The Countryside About Us - January 1998

posted 1 Jan 2018, 07:52 by Earl Soham Web Admin   [ updated 2 Jan 2018, 02:27 ]

When you patiently, and sometimes not so patiently, follow a lorry along theA1120 laden with sugarbeet, remember when you place a 

packet of sugar in your shopping basket , where the sugar come from ! The grower of your pound or kilo of sugar would welcome the very wet weekend towards the end of November. The 1.5” (38mm) rain which fell in those couple of days, will have made lifting the beet a much easier task for the machinery. A farmer a few miles north of Framlingham told me that before the rains came to soften up the ground, lifting the beet created much wear and tear on the blades to the extent that the shares were replaced daily. However, such is the march of progress that tungsten coated lifting blades are now available. They will last a whole season regardless of the abrasive nature of the rock hard ground. During the growing season, with the hours of uninterrupted sunshine, the sugar content of the beet is well above the average of 17%. This helped to make up the revenue for the lighter weight of the crop because of the lack of rain. After the sugarbeet has been cleared from the field, the ground will be given over to “set aside” or possible drilled in early spring with oil seed rape, maybe to finish up as bio fuel. All of that is a far cry from the time when a farm labourer, legs encased in sacking, back bent and a beet hook in his hand, deftly cut off the leafy crown of the root and threw the trimmed beet into a heap. From there it would be forked into a horse drawn tumbrel, tipped at the field headland awaiting a 10 ton maximum capacity lorry, to transport it to the factory! 

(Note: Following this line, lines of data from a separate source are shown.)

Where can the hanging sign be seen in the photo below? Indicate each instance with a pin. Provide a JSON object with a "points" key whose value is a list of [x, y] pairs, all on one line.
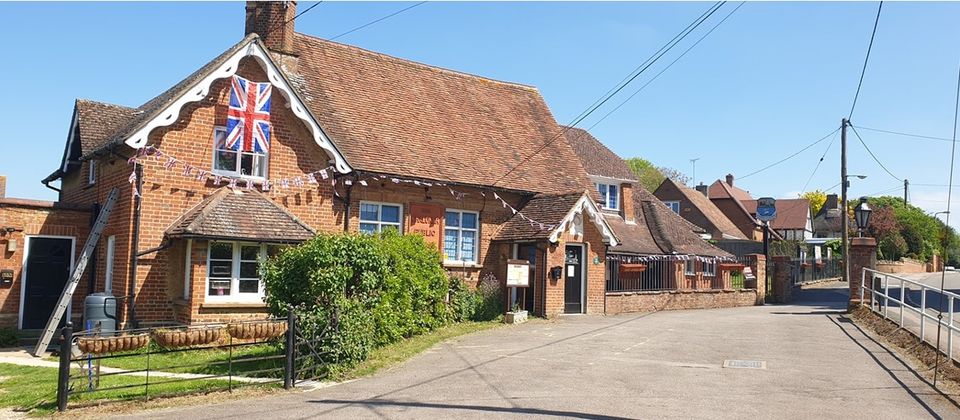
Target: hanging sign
{"points": [[518, 273], [766, 209]]}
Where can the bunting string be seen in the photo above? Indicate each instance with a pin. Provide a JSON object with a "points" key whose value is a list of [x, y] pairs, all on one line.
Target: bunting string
{"points": [[286, 184]]}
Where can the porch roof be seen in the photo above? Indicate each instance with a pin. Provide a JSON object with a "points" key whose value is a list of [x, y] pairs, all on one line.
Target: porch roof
{"points": [[240, 215]]}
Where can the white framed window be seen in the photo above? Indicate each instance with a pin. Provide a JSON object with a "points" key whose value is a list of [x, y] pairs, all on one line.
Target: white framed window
{"points": [[609, 196], [91, 172], [108, 274], [674, 205], [234, 162], [375, 217], [709, 268], [460, 234], [233, 271]]}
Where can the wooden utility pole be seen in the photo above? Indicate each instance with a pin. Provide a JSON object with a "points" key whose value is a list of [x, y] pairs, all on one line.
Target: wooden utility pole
{"points": [[906, 186], [843, 199]]}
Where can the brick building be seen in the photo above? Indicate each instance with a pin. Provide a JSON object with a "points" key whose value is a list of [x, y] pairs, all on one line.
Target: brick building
{"points": [[360, 142]]}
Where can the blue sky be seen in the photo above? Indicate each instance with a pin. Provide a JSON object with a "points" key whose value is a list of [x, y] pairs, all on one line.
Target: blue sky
{"points": [[772, 79]]}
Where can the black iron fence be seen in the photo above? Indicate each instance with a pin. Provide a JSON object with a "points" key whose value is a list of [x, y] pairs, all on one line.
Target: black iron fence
{"points": [[807, 270], [158, 362]]}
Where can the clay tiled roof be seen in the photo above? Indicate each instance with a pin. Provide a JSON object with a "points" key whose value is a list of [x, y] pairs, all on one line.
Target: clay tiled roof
{"points": [[792, 213], [710, 211], [596, 158], [396, 116], [549, 209], [98, 122], [240, 215]]}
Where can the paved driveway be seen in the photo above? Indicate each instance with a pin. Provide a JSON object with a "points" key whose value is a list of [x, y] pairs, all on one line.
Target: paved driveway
{"points": [[657, 365]]}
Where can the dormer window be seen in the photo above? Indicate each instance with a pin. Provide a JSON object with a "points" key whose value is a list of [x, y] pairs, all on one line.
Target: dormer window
{"points": [[227, 161], [609, 196]]}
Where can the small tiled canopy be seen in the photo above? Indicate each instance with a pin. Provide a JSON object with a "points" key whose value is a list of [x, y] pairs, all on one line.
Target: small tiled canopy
{"points": [[240, 215]]}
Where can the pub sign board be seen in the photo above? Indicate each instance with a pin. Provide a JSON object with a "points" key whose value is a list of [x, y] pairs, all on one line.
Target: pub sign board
{"points": [[518, 273], [766, 209]]}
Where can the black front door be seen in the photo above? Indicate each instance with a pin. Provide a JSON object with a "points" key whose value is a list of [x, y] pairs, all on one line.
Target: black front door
{"points": [[573, 287], [47, 270], [528, 252]]}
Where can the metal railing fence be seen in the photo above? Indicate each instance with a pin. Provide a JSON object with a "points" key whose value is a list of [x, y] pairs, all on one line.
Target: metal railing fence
{"points": [[913, 309]]}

You may have noticed in a meadow during November whilst going up Mill Hill out of Earl Soham, some lambs. They were the offspring of Jacob ewes, crossed with a Texel ram. These rams originate from the Netherlands “Isle of Texel” and are world famous for their muscle development and lean meat. Eventually the lambs will be sold under the “Organic” label, their care and feeding complying with the strict requirements to qualify for the premium their meat will command. 

It is strange that whilst we see so many wild birds and that their life span is relatively short. they mostly seem to vanish when they die. Not so a barn owl that was found near Moat Farm, whose allotted span was either up or the victim of some other cause of death. Not long afterwards I spotted another one very much alive in the same area, but maybe mourning for its mate. It drifted about the meadows in the gathering November dusk.